TV tuner + video streaming over VNC

2

I have a dell precision laptop, with Nvidia graphics card. I am able to watch TV on it using a TV tuner card.

I installed TightVNCserver on it, and am able to connect to it locally through a second PC at home.

Now, problem is, even if TV is playing fine on the laptop, on the VNC client screen, it does not show the video but a blank space (in the window where TV is playing).

How do I ensure the video gets streamed? As the laptop and PC are connected through a HUB, and I am using local IP address to connect, I don't thing bandwidth will be any problem.

tester

Posted 2011-04-29T08:58:06.230

Reputation: 43

Answers

1

As @Matt Jenkins pointed out, this doesn't work because of the way overlays are displayed.
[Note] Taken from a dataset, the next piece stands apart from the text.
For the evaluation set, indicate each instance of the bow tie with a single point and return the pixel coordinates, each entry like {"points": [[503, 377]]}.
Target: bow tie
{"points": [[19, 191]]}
In addition, you might not be able to get the full video frame rate over VNC as VNC is optimized to show images rather than full-motion video.

What you can do is stream the video from your TV capture card to the local network using several streaming technologies, for example with VLC Media Player. There are a couple of guides online, here's an older one, here seems to be a newer one, but the steps should roughly be the same. You can then connect with your laptop to the streaming server and watch the video with, for example, VLC.

slhck

Posted 2011-04-29T08:58:06.230

Reputation: 182 472

thanks... this is exactly kind of resource i was looking for after Matts answer.... bit complex though... having hard time figuring out... the vlc interface has changed and can't even see the port :(... trying – tester – 2011-04-29T10:03:48.080

@tester I added another Howto Link I've found. – slhck – 2011-04-29T10:08:54.233

0

The TV image is not being displayed by the computer as such, but is using what is known as an "overlay". This is where the TV card sends the data direct to the video card to be displayed in a specific location on the screen.

Different player software may be able to display it as actual graphics on the screen.

However - streaming raw video takes a huge amount of bandwidth. You would be far better off streaming the video separately from the desktop image using a compressed video codec. There are many types of software that can do this for you - Microsoft do a free one (I forget what it's called now - they renamed it recently - do a google for it).